Whatever the true history of English prior to Chaucer, several things can be confirmed. There is little evidence – if any – that Anglo-Saxon (if that’s what we want to call it) is the mother language of modern English. In addition, language change is typically very slow, even in these last two remarkable centuries in which English has spread far and wide. (Chaucer’s English being much more akin to ours today than his was to the Anglo-Saxon of Beowulf, which is much closer chronologically to his.) Harper does contemporary linguistic theory and history a number by calling them on their inaccuracies and stubborn refusal to question not just their methodologies, but also their long-held assumptions. (In effect, he also calls into question most historical research practices and prevailing paradigms. Does this guy just want to throw rocks in glass houses for the sheer joy of it?)
If you want to have your head spin, as well as muse on an alternate theory as to the true roots of the English, look no further. Harper is your man to get your blood roiling, and your mind swirling with the possibilities. (But I will take a pass on his idea – albeit tentative -- that English is the mother tongue of most European languages. One that even he admittedly believes is whacked. And, oh, how whacked it is.)
If The Secret History were not such an enjoyable read, it would only deserve two stars.

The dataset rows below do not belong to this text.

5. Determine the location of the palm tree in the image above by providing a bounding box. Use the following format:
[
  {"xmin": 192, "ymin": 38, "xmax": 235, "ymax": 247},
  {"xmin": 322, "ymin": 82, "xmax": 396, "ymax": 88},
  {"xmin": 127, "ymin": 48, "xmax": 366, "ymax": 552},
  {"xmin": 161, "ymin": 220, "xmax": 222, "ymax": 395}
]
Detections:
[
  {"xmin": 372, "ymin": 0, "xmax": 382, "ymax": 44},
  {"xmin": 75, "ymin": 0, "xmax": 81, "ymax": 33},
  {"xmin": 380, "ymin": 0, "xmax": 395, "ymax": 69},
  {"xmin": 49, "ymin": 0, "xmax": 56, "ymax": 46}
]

I am disappointed that after plausibly arguing, albeit with little evidence besides his genius to offer: that English does not derive from Anglo-Saxon/Old English, that the Celtic peoples never occupied more of Europe than the rocky, western fringes; that English has always been spoken in most of Great Britain and Ireland; that the "Romance" languages do not derive from Latin; that there are some basic flaws in Darwin's Theory of Evolution; and that academics are a bunch of idiots, M.J. Harper fails to prove his final hypothesis, which I think is that the "Latinate" vocabulary in English is not, in fact, derived from Latin or even French, but was always present in our glorious mother tongue - long may she rule.
I couldn't put this book down - not surprising, given my interest in both linguistics and suggestions that things are not as they seem. Harper makes a convincing argument that many of the assumptions underlying our understanding of the development of English (and a number of other familiar languages) are fairly unreasonable, and offers a simpler explanation of how things might have actually happened. The claim that English, in a form that would be recognizable to speakers of the language today, has been spoken in Britain and Ireland for thousands of years is only the first of his iconoclastic hypotheses - and he saves the best one for the end. Highly recommended to anyone with an interest in language and an open mind.
What's great about this book is the logic behind the author's claim that English is the original language spoken by the people in England way before the Anglo-Saxons ever showed up. Harper's argument also claims that French and German are versions of English. Ha! And the commentary on academia is right on. So far I've read the book twice, the applied epistomological approach is a challenge to understand. I would love to hear a linguist's viewpoint on this.
Entertaining, if you're interested in language history. Harper has many very novel ideas about the development of English, but unfortunately they are rather unbelievable.